Lina Khan, chercheuse antitrust centrée sur l’immense pouvoir de marché des Big Tech, a prêté serment mardi en tant que présidente de la Commission fédérale du commerce des États-Unis, une victoire pour les progressistes cherchant à réprimer les entreprises technologiques qui détiennent une part importante d’un secteur en croissance de l’économie. .

Quelques heures plus tôt, le Sénat américain avait confirmé Khan, avec un soutien bipartite.

Elle a récemment enseigné à la Columbia Law School. Auparavant, en tant que membre du comité antitrust du House Judiciary Committee, elle a contribué à la rédaction d’un rapport massif alléguant des abus de domination du marché par Amazone, Pomme, Facebook, et Google parent Alphabet.

« Nous applaudissons le président Biden et le Sénat pour avoir reconnu le besoin urgent de lutter contre le pouvoir galopant des entreprises », a déclaré le groupe de défense Public Citizen dans un communiqué.

La sénatrice américaine Elizabeth Warren a tweeté que la sélection de Khan par l’administration était « une nouvelle formidable ».

« Avec le président Khan à la barre, nous avons une énorme opportunité d’apporter de grands changements structurels en ravivant l’application des lois antitrust et en luttant contre les monopoles qui menacent notre économie, notre société et notre démocratie », a déclaré Warren dans un communiqué séparé.

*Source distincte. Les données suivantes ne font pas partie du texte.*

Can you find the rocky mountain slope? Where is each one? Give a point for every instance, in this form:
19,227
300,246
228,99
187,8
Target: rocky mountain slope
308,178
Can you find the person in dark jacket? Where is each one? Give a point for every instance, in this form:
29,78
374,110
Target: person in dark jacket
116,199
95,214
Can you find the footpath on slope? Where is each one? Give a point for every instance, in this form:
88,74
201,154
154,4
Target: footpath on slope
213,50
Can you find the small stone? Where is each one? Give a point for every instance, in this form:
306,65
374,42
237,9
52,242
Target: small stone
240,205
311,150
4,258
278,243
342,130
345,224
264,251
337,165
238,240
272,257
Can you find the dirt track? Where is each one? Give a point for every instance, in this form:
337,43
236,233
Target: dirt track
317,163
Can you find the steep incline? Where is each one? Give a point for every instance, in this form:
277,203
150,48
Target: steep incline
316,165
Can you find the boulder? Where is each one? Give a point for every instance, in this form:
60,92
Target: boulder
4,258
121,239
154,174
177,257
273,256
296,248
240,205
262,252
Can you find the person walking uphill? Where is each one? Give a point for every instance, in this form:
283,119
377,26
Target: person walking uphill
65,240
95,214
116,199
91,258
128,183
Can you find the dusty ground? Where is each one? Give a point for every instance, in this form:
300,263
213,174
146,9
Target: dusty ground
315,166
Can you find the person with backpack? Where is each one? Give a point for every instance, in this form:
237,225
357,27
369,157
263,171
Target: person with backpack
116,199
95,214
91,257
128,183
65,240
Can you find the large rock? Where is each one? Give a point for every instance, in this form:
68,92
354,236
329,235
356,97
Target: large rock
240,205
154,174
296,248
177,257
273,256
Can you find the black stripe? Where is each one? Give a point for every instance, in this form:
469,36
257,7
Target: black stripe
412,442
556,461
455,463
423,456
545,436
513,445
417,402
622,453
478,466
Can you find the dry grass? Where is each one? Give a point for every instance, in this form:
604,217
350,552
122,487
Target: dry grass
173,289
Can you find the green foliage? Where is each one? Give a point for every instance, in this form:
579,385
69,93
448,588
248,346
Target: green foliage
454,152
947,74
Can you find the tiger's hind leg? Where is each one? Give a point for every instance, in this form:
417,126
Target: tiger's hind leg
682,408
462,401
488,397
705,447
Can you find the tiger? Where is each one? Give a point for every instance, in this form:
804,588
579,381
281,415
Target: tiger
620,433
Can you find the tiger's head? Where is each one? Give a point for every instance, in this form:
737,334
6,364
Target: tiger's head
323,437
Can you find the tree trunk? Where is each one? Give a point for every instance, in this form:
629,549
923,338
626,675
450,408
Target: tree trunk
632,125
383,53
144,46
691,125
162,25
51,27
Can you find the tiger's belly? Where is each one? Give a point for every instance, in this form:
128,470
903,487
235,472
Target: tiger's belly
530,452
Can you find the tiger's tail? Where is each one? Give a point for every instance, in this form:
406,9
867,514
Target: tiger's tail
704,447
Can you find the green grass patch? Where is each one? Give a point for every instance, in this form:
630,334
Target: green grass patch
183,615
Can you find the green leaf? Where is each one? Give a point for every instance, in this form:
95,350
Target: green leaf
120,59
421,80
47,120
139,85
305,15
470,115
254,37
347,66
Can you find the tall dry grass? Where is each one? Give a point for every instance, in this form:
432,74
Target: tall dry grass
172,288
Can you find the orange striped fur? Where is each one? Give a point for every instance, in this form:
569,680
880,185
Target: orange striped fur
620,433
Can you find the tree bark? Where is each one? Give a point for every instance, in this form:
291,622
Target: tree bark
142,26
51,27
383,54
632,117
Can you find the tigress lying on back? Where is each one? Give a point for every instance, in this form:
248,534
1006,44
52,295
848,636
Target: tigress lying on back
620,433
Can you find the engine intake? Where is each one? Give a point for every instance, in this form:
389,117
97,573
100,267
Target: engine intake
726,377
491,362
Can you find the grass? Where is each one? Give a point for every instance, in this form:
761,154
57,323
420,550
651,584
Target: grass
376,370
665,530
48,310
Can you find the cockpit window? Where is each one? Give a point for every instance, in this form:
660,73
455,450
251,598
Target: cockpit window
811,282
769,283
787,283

La Fondation pour les technologies de l’information et de l’innovation (ITIF), dont le conseil d’administration comprend des représentants d’entreprises technologiques, a publié une déclaration avertissant qu’une « approche populiste de l’antitrust » « causerait des dommages auto-infligés durables qui profiteraient à des rivaux étrangers moins méritants ».

Le gouvernement fédéral et des groupes d’États poursuivent diverses poursuites et enquêtes sur les grandes entreprises technologiques. le FTC a poursuivi Facebook et enquête sur Amazon. Le ministère de la Justice a poursuivi Google.

Avant la nomination de Khan, Google et Amazon ont refusé de commenter et Apple et Facebook n’ont pas répondu à une demande de commentaire.

Biden avait précédemment sélectionné Tim Wu, critique progressiste et critique des grandes technologies, pour rejoindre le Conseil économique national.

En 2017, Khan a écrit un article très apprécié, « Amazon’s Antitrust Paradox », pour le Yale Law Journal. Il a fait valoir que l’accent antitrust traditionnel sur le prix était insuffisant pour identifier les dommages antitrust causés par Amazon.

En plus des lois antitrust, la FTC enquête sur les allégations de publicité trompeuse.

Sur ce front, Khan rejoindra une agence s’adaptant à une décision unanime de la Cour suprême d’avril qui a déclaré que l’agence ne pouvait pas utiliser une partie particulière de son statut, 13 (b), pour exiger que les consommateurs soient dédommagés par des entreprises trompeuses, mais ne peut une injonction. Le Congrès envisage une solution législative.

Khan a précédemment travaillé à la FTC en tant que conseiller juridique du commissaire Rohit Chopra, le choix de Biden pour être directeur du Consumer Financial Protection Bureau.